Direct in situ measurements of labile inorganic and organically bound metal species in synthetic solutions and natural waters using diffusive gradients in thin films.

Abstract

The emerging technique of DGT (diffusive gradients in thin films) is shown to be capable of performing new speciation measurements in situ in natural waters. In DGT, metals are bound to a resin layer after passing through a well-defined diffusion layer. Cd was measured in solutions containing glycine, EDTA, and fulvic (FA) and humic acids (HA) by atomic absorption spectroscopy (AAS), anodic stripping voltammetry (ASV), and DGT. DGT measured similar labile fractions to ASV, with detailed differences being consistent with a thicker diffusion layer allowing more dissociation of labile complexes and a slower diffusion of FA and HA complexes through the gel. When single measurements are made in complex solutions with DGT, precise quantification is impossible due to uncertainties concerning the distribution of species with different diffusion coefficients. A new procedure was proposed based on the advantage of DGT of being able to control the pore size of the diffusive gel layer. Small (inorganic) species diffuse freely through all gels but larger FA and HA (organic) complexes diffuse less freely in more constrained gels. When measurements were made on known solutions of Cu and FA or HA, it was possible to quantify the inorganic and organic species separately.
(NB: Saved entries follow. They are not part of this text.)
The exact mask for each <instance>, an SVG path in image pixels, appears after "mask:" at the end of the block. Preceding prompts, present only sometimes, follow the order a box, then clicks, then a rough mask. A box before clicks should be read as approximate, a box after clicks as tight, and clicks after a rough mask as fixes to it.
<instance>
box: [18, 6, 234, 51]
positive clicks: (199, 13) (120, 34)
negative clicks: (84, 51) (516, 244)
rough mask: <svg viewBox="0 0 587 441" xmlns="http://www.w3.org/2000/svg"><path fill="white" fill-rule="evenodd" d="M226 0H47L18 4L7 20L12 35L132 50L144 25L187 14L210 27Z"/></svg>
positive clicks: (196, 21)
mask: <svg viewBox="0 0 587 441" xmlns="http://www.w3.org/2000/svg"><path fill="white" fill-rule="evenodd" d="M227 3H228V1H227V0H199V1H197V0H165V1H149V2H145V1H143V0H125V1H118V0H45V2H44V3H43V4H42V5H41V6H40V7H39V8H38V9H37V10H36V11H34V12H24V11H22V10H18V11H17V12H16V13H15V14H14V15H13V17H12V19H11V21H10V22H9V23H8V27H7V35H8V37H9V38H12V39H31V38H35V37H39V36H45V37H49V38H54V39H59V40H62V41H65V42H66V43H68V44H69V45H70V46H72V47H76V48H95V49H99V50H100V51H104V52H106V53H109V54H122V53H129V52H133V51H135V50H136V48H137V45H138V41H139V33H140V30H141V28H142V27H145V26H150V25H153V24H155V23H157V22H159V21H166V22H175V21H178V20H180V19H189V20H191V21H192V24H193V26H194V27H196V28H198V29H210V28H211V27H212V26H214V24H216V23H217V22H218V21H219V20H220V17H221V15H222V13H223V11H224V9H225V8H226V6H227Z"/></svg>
They agreed well with predictions made using the WHAM speciation code. Multiple DGT units were also deployed in situ in a stream with high dissolved organic carbon (14.6 mg/L). The systematic differences between the devices with different gel compositions enabled determination, for the first time, of the in situ concentrations of both labile inorganic and organic species in natural water. A single DGT device with a constrained gel can be used to quantify inorganic species directly, providing absolute accuracy is not required. This ability of DGT to measure well-defined fractions of metals in situ using a simple device gives it considerable potential as a regulatory tool. A direct speciation measurement may be preferable to modeling approaches which require diverse input data that are difficult to determine.